The data presented may refer to a much-reported study. (See, for example,
http://www.eurekalert.org/releases/bidm-bsf022800.html
)


To quote from there:

The findings are the latest to emerge from a multicenter study of 3,882
patients who survived heart attacks. In this report, 124 people reported
using marijuana regularly. Of these, 37 people reported using marijuana
within 24 hours of their heart attacks, and nine smoked marijuana within an
hour of their heart attacks.

Note:

124 people...
9 within 24 hours...
And 3882/37 + 37 = 141

MU




=
Instructions for joining and leaving this list and remarks about
the problem of INAPPROPRIATE MESSAGES are available at
  http://jse.stat.ncsu.edu/
=



Re: Marijuana

2001-06-14 Thread Paul Jones

Thanks for replying, David. I'll try to frame the problem
better.

First, I shall explain my motivations. 

There has recently been some research that implied that
smoking MJ increased risk of heart attack in the hour
following the heart attack. I haven't got the full text of
the article - I've just seen the abstract, the press
releases and resultant press coverage. There is a lot of
dodgy research research and I want to know how statistically
valid this research is.

As you can imagine this topic is of great interest to people
who use medicinal marijuana for multiple sclerosis as it has
considerable benefit for neurogenic bladder problems,
neuropathic pain and muscle spasms. The headline that MJ may
increase heart attack risk in the hour following smoking it
is extremely pertinent to people with MS. This explains my
motives. This is not homework - I have MS.

So the research says that of a large number of people who
had heart attacks at a centre, 124 people had used MJ in the
year preceding the HA. Of these 9 reported that they had
used MJ in the hour preceding the HA. All MJ users were
questioned on the frequency with which they used MJ. The
relative risk was reported as 4.8 - I used this to
back-calculate that the average number of MJ usages per year
rounded 141 - (9/n)/(115/(8760-n)) = 4.8

I see an immediate mistake in what I wrote before - I have
used the average Med MJ smokes but the total heart attacks.
Restating the problem:

Event A is smoking MJ.
Event B is having HA. 
Let's assume that both events can only happen once per hour
and that each person only had one HA.

Of 1,086,240 hours, A happened 17,484 times, B happened 124
times and both A and B happened 9 times.

What I want to know is what is the correlation between these
two event? 
Most importantly, how statistically significant is the
result? 
Can any reasonable conclusions be drawn from these data -
esp, in view of the small dataset size?

I would appreciate being corrected. 

Take care,
Paul
All About MS - the latest MS News and Views
http://www.mult-sclerosis.org/


David C. Ullrich wrote:
 
 On Thu, 14 Jun 2001 15:22:25 +0100, Paul Jones
 [EMAIL PROTECTED] wrote:
 
 There was some research recently linking heart attacks with
 Marijuana smoking.
 
 I'm trying to work out the correlation and, most
 importantly, its statistical significance.
 
 In essence the problem comes down to:
 
 Of 8760 hours in a year, 124 had heart attacks in them, 141
 had MJ smokes in them and 9 had both.
 
 What statistical tests apply?
 
 None.
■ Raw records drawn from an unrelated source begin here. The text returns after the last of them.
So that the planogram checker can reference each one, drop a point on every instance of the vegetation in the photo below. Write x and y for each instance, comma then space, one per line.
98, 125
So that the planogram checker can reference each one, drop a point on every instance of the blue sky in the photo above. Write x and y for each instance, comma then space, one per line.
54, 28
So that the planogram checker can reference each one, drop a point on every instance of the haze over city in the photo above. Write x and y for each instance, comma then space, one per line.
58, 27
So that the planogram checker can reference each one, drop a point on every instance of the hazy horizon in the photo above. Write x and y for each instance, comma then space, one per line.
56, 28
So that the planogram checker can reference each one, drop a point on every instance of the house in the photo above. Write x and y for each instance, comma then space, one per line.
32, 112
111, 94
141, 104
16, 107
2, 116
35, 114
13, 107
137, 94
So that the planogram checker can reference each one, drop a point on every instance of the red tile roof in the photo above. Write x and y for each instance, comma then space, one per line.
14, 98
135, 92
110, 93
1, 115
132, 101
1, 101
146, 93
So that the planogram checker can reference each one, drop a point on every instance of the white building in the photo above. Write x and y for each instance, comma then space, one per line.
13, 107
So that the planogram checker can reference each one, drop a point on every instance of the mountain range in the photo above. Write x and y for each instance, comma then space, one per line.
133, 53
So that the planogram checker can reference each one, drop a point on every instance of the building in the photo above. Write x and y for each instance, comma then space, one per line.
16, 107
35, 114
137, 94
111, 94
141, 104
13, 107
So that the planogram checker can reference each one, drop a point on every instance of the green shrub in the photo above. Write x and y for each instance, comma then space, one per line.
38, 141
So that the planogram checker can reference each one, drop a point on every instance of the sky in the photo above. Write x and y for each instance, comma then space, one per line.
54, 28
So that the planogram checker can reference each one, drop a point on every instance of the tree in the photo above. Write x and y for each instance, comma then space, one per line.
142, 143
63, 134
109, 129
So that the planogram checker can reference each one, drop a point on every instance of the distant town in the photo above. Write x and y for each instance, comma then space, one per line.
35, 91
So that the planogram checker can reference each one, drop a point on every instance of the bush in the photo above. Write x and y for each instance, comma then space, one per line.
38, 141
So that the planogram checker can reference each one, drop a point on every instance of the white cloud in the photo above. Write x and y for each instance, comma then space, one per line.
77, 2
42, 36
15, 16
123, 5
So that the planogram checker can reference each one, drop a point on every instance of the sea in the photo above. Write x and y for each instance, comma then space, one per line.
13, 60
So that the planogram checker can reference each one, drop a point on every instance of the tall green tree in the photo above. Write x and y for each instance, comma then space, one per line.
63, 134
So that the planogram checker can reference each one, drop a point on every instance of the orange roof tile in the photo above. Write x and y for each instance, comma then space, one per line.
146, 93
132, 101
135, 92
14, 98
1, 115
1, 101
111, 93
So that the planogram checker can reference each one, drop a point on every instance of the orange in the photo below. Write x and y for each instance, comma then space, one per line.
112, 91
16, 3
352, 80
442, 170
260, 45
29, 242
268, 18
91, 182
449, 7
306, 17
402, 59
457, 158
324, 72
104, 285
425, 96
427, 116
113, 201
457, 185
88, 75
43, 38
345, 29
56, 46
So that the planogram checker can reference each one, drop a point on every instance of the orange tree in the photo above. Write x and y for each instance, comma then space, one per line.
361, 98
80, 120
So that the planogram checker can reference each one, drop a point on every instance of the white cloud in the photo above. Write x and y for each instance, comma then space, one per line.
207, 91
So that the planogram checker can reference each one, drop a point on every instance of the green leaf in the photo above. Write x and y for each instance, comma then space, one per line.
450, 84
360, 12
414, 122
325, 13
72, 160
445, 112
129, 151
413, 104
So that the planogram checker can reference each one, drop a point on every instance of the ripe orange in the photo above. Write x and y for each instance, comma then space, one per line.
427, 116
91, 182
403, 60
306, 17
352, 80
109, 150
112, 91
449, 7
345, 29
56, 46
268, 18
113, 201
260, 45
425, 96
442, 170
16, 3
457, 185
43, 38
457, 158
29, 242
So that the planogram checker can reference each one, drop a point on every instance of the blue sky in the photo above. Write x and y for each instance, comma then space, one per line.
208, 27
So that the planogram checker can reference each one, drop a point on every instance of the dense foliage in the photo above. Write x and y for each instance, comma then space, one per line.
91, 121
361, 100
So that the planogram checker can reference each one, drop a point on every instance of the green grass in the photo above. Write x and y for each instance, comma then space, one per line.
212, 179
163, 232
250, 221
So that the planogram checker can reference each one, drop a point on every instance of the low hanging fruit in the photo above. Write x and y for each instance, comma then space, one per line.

What you've said here makes no sense - what does
 it mean for an _hour_ to have MJ smoke?
 
 If you're actually reporting on actual research it
 would be interesting to know what the actual researchers
 actually said - if there's actual research out there
 that talks about the number of hours in a year containing
 smoke that will be remarkable.
 
 If otoh this is a homework question you should quote
 the question more accurately. (If the homework question
 _really_ reads _exactly_ the way you put it then you
 should complain to whoever assigned it that it makes
 no sense.)
 
 Most importantly, what is the statistical significance of
 the correlation between smoking MJ in any hour and having a
 heart attack in that same hour?
 
 Now this sounds more like you're talking about one
 person. This is an actual person who actually had
 124 heart attacks in one year? I doubt it.
 
 What is the probablity that the null hypothesis (that
 smoking marijuana and having a heart attack are unrelated)
 can be rejected?
 How reliable are the results from a dataset of this size?
 
 I'm not very literate in maths and stats - please help me
 out someone. I'm interested in this research from the
 perspective of medicinal marijuana.
 
 Fascinating topic. If this is not actually homework you
 need to explain the question much more accurately.
 
 Thanks and take care,
 Paul
 All About MS - the latest MS News and Views
 http://www.mult-sclerosis.org/
 
 David C. Ullrich
 *
 Sometimes you can have access violations all the
 time and the program still works. (Michael Caracena,
 comp.lang.pascal.delphi.misc 5/1/01)


=
Instructions for joining and leaving this list and remarks about
the problem of INAPPROPRIATE MESSAGES are available at
  http://jse.stat.ncsu.edu/
=



Re: multivariate techniques for large datasets

2001-06-14 Thread S. F. Thomas

Herman Rubin wrote:
 
 In article 9g9k9f$h4c$[EMAIL PROTECTED],
 Eric Bohlman [EMAIL PROTECTED] wrote:
 In sci.stat.consult Tracey Continelli [EMAIL PROTECTED] wrote:
  value.  I'm not sure why you'd want to reduce the size of the data
  set, since for the most part the larger the N the better.
 
 Actually, for datasets of the OP's size, the increase in power from the
 large size is a mixed blessing, for the same reason that many
 hard-of-hearing people don't terribly like wearing hearing aids: they
 bring up the background noise just as much as the signal.  With an N of
 one million, practically *any* effect you can test for is going to be
 significant, regardless of how small it is.
 
 This just points out another stupidity of the use of
 significance testing.  Since the null hypothesis is
 false anyhow, why should we care what happens to be
 the probability of rejecting when it is true?
 
 State the REAL problem, and attack this.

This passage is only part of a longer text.